← Data Provenance and Training-Data Governance Moderation Systems — OpenAI, Perspective, Llama Guard →

Alignment Research Ecosystem — MATS, Redwood, Apollo, METR

> Five organisations define the 2026 non-lab alignment research layer. MATS (ML Alignment & Theory Scholars): 527+ researchers since late 2021, 180+ papers, 10K+ citations, h-index 47; summer 2024 cohort incorporated as 501(c)(3) with ~90 scholars and 40 mentors; 80% of pre-2025 alumni work on safety/security with 200+ at Anthropic, DeepMind, OpenAI, UK AISI, RAND, Redwood, METR, Apollo. Redwood Research: applied alignment lab founded by Buck Shlegeris; introduced AI Control (Lesson 10); collaborates with UK AISI on control safety cases. Apollo Research: pre-deployment scheming evaluations for frontier labs; authored In-Context Scheming (Lesson 8) and Towards Safety Cases for AI Scheming. METR (Model Evaluation and Threat Research): task-based capability evaluations, autonomous-task time-horizon studies; "Common Elements of Frontier AI Safety Policies" compares lab frameworks. Eleos AI Research: model-welfare pre-deployment evaluations (Lesson 19); conducted Claude Opus 4 welfare assessment.

Type: Learn

Languages: none

Prerequisites: Phase 18 · 01-27 (prior Phase 18 lessons)

Time: ~45 minutes

Learning Objectives

Identify the five organisations of the non-lab alignment research ecosystem and their core output.
Describe MATS's scale (scholars, papers, h-index) and its role as a talent pipeline.
Describe Redwood's AI Control agenda and its partnership with UK AISI.
Describe METR's task-based evaluation methodology.

The Problem

The frontier labs (Lesson 18) produce safety evaluations internally and publish selected results. The ecosystem outside the labs is where the evaluations are validated, where novel failure modes are first discovered, and where talent is trained. Understanding the ecosystem helps interpret which research findings are trusted by whom.

The Concept

MATS (ML Alignment & Theory Scholars)

Started late 2021. Research mentorship program; scholars spend 10-12 weeks with a senior researcher on a specific alignment problem.

Scale (2026):

527+ researchers since inception.
180+ papers published.
10K+ citations.
h-index 47.
Summer 2024: 90 scholars + 40 mentors; incorporated as 501(c)(3).
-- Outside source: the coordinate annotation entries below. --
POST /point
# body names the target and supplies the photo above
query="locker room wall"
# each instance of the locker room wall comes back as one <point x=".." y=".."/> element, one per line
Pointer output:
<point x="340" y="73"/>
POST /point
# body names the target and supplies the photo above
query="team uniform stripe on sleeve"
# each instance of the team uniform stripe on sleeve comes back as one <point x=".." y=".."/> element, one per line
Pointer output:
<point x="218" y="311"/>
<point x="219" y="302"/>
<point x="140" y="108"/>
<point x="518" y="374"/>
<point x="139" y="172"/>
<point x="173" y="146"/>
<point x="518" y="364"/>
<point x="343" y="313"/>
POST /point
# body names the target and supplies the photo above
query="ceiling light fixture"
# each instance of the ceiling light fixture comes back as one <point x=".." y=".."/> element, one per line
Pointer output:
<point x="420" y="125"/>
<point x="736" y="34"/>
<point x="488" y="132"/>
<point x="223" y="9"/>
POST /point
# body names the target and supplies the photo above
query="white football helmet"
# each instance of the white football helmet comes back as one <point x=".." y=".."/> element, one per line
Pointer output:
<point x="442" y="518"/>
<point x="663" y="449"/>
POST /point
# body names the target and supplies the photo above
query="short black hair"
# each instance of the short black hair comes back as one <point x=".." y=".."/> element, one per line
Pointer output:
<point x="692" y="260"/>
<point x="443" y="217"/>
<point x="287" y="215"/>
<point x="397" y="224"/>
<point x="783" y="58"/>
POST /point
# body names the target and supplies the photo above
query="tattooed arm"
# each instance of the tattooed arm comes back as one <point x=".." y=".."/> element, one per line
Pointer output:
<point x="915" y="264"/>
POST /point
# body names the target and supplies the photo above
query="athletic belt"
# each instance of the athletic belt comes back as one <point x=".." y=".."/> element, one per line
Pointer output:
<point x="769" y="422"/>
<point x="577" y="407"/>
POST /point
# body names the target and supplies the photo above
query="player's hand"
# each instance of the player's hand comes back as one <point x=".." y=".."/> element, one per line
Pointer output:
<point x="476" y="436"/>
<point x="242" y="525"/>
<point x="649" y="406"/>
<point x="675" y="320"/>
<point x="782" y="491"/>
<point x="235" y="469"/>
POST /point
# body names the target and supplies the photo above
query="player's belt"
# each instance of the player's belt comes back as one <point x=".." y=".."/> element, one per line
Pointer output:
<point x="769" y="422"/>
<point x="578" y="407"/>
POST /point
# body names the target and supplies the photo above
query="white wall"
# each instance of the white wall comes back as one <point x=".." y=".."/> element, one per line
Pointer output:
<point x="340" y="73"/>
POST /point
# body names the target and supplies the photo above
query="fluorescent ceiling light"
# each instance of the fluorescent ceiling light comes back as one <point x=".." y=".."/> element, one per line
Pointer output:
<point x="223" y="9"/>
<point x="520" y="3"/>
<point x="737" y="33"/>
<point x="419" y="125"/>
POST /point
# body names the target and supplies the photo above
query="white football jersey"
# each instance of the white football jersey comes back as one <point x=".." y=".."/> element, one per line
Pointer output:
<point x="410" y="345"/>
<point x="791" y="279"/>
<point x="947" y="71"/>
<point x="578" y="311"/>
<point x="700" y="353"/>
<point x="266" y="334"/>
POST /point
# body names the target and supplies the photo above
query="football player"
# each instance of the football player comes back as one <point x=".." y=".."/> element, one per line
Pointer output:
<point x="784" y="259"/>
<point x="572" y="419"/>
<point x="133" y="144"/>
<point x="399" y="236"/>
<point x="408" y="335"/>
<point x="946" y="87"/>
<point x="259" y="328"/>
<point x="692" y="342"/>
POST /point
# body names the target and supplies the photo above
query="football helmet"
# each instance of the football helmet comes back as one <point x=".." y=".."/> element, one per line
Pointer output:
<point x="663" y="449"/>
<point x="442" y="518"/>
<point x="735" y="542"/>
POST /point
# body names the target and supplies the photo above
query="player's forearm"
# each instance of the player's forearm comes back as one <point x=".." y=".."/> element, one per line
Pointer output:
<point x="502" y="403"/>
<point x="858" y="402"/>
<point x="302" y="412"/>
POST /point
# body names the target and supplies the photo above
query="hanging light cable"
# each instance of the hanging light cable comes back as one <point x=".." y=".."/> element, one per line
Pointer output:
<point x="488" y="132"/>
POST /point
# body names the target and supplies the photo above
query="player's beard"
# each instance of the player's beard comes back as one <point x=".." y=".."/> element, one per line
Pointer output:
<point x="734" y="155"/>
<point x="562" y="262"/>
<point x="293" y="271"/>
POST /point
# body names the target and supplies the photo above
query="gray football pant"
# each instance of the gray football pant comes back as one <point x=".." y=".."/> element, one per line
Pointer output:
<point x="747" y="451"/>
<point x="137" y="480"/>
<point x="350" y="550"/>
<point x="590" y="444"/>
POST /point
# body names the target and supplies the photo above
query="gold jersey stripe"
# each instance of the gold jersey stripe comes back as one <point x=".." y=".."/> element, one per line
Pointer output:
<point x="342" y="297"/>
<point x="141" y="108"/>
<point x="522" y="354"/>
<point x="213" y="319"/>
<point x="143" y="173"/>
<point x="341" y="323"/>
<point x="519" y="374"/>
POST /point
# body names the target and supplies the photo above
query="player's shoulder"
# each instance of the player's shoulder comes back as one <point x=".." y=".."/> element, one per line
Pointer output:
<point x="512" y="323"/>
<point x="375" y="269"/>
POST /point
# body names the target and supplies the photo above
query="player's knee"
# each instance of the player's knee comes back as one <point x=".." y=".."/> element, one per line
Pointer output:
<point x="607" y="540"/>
Career outcomes: ~80% of pre-2025 alumni are working on safety/security. 200+ at Anthropic, DeepMind, OpenAI, UK AISI, RAND, Redwood, METR, Apollo.

Redwood Research

Applied alignment lab. Founded by Buck Shlegeris. Introduced the AI Control agenda (Lesson 10). Collaborates with UK AISI on control safety cases. Advises DeepMind and Anthropic on evaluation design.

Canonical papers: Greenblatt, Shlegeris et al., "AI Control" (arXiv:2312.06942, ICML 2024); Alignment Faking (Greenblatt, Denison, Wright et al., arXiv:2412.14093, joint with Anthropic).

Style: specific threat models, worst-case adversaries, concrete protocols that can be stress-tested.

Apollo Research

Pre-deployment scheming evaluations for frontier labs. Authored In-Context Scheming (Lesson 8, arXiv:2412.04984). Partner on 2025 OpenAI anti-scheming training collaboration. Produces Towards Safety Cases for AI Scheming (2024).

Style: agentic-setting evaluations where deception can emerge; three-pillar decomposition (misalignment, goal-directedness, situational awareness).

METR (Model Evaluation and Threat Research)

Task-based capability evaluations. Autonomous-task completion time-horizon studies. "Common Elements of Frontier AI Safety Policies" (metr.org/common-elements, 2025) compares lab frameworks.

Co-author on AI Scheming safety-case sketch with Apollo.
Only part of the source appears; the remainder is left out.